Textile, texture, craft and tailoring — how do you balance the four?
One of the most important aspects of textile design is actually a very neglected subject in India. What happens in India is that most people tend to look at a particular finished product that comes in from any weaving cluster and they would use it as is without altering the construction of the fabric for end-use. I engineer the fabric according to the end-use, which is the other way around. That then gives us so many more options.

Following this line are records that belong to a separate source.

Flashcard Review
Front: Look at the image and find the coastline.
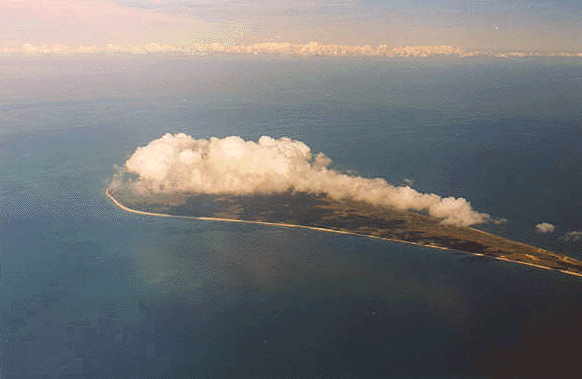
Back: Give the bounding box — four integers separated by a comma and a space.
105, 187, 582, 278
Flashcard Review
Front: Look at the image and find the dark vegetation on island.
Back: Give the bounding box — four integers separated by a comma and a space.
107, 188, 582, 276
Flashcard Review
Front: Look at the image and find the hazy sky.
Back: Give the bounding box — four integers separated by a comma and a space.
0, 0, 582, 50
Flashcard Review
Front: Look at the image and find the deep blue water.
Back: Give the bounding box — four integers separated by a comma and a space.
0, 56, 582, 379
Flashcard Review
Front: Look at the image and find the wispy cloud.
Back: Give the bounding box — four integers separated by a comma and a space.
0, 41, 582, 58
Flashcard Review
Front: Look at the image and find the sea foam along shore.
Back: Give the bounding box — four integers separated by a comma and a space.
105, 187, 582, 277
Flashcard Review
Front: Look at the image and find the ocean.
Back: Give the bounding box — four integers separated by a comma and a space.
0, 55, 582, 379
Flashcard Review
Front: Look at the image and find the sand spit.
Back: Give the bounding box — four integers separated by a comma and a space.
105, 188, 582, 277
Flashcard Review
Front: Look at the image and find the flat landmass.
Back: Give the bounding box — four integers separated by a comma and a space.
106, 189, 582, 277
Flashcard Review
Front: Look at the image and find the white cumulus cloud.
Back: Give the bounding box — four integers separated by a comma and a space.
536, 222, 556, 233
124, 133, 490, 226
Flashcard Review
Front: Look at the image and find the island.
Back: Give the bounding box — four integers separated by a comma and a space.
105, 187, 582, 277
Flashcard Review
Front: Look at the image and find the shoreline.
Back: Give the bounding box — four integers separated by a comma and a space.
105, 187, 582, 278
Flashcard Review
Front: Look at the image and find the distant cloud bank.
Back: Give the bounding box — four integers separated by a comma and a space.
0, 42, 582, 58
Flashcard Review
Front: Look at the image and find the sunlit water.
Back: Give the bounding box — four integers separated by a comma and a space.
0, 57, 582, 378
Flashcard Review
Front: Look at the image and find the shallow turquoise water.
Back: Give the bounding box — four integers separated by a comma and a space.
0, 57, 582, 378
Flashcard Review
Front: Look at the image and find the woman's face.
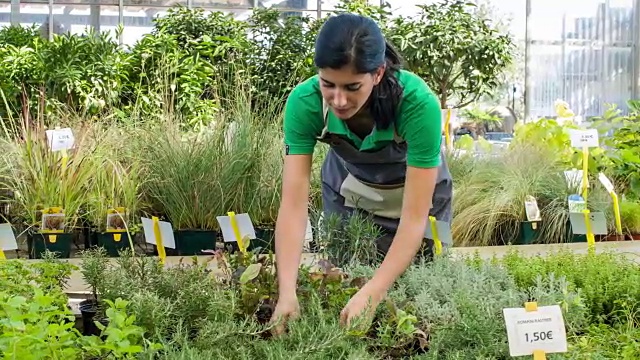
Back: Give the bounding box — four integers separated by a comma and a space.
318, 66, 384, 120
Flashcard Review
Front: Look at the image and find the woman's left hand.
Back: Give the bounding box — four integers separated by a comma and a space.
340, 283, 386, 327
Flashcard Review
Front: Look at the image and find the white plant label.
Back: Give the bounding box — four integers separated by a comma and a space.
598, 173, 615, 194
46, 128, 76, 151
216, 213, 257, 242
502, 305, 567, 356
524, 195, 542, 221
0, 224, 18, 251
569, 129, 600, 149
140, 217, 176, 249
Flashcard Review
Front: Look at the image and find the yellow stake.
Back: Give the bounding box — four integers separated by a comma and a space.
151, 216, 167, 265
227, 211, 247, 253
524, 301, 547, 360
582, 209, 596, 253
429, 216, 442, 255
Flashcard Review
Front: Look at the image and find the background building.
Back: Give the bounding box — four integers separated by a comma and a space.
0, 0, 640, 118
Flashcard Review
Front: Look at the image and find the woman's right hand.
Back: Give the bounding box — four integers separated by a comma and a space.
271, 294, 300, 335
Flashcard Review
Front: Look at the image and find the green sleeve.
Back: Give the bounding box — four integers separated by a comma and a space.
398, 78, 442, 168
283, 78, 324, 155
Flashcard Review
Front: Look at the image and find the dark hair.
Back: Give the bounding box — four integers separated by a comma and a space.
314, 14, 404, 129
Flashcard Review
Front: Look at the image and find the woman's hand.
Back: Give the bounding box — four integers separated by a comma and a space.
271, 294, 300, 335
340, 282, 386, 328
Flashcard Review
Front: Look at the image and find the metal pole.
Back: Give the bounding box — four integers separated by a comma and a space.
599, 0, 611, 113
630, 0, 640, 99
524, 0, 533, 122
560, 11, 570, 103
118, 0, 124, 46
49, 0, 53, 41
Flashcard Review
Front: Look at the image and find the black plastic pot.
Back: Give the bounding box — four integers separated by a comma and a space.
78, 300, 109, 336
27, 232, 77, 259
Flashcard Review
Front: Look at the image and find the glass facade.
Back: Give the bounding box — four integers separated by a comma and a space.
0, 0, 640, 118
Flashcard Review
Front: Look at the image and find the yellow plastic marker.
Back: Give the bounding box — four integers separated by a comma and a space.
524, 301, 547, 360
598, 173, 623, 237
582, 209, 596, 253
582, 145, 596, 253
429, 216, 442, 255
61, 150, 69, 174
444, 108, 452, 149
151, 216, 167, 265
227, 211, 247, 253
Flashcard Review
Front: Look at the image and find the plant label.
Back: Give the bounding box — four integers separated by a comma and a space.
569, 129, 600, 149
140, 217, 176, 249
304, 218, 313, 242
502, 305, 567, 356
569, 212, 609, 235
0, 224, 18, 251
524, 195, 542, 221
216, 213, 257, 242
46, 128, 75, 151
598, 173, 615, 194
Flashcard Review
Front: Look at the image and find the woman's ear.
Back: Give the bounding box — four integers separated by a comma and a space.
373, 64, 387, 85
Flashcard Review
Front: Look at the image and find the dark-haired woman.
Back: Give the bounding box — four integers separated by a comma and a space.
272, 14, 452, 333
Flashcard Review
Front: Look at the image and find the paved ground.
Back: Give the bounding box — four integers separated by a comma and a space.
26, 241, 640, 297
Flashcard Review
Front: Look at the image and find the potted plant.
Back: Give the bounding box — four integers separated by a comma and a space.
86, 152, 142, 256
79, 248, 109, 336
137, 119, 222, 255
0, 124, 94, 258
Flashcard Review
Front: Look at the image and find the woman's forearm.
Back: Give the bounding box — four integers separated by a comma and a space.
275, 202, 308, 297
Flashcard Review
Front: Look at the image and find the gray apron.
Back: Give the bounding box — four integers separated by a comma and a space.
318, 102, 453, 257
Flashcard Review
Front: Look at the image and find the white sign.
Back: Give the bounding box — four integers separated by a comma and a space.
503, 305, 567, 356
564, 169, 589, 191
0, 224, 18, 251
598, 173, 615, 193
140, 217, 176, 249
569, 129, 600, 149
46, 128, 76, 151
216, 213, 256, 242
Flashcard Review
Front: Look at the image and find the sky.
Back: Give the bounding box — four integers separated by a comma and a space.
0, 0, 634, 44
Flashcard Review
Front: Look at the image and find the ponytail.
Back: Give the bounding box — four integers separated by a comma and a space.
369, 40, 404, 129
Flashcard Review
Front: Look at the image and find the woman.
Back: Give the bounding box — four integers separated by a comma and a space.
272, 14, 452, 333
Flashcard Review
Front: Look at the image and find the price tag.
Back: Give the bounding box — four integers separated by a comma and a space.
46, 128, 76, 151
569, 129, 600, 149
503, 305, 567, 356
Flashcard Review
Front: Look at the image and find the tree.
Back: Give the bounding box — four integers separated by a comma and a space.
387, 0, 515, 108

As a textile designer, my skill set is to know how to engineer the fabric according to the design I have in mind — whether I want something structured or I want something to flow in a certain way. This requires an understanding of the techniques involved in making and weaving those fabrics. As a textile designer, I have that privilege of doing it and have exploited it for this collection. Of course the art of constructing a garment can be extremely important and can’t be underplayed because ultimately, the wearer has to feel comfortable in wearing a garment and it draws a certain aesthetic quality from how it is cut and stitched. That is something we give a lot of importance to. In fact, we had done several iterations of many of these garments, just to get it right. So we did a lot of research into it and it is very important for the whole exercise to be thought through in the studio. That is a benefit that I have because I can think of it from end to end — from yarn to the product — as there is no aspect of the design that isn’t done in-house here.
How do you envisage the future of fashion in India?
As a culture and society, India has always been sustainable and that is not something that is confined to only our textiles but is applicable across the board. Somehow, sadly, we lost some of those practices but the time has come now to reclaim them. If we continue to embrace what is ours, we will continue to be in a good place. Today there is a lot of emphasis on the movement of buying local that has emerged due to the pandemic and I hope that this will not be confined to only this period but will continue in the future too. Of course there is some short-term pain for all of us, which is undeniable when something of this magnitude hits us but it is because of this that many of us in the industry have had to revisit our processes and practices and I think, we have come out stronger. My optimistic view is that consumption in India will rise post this period.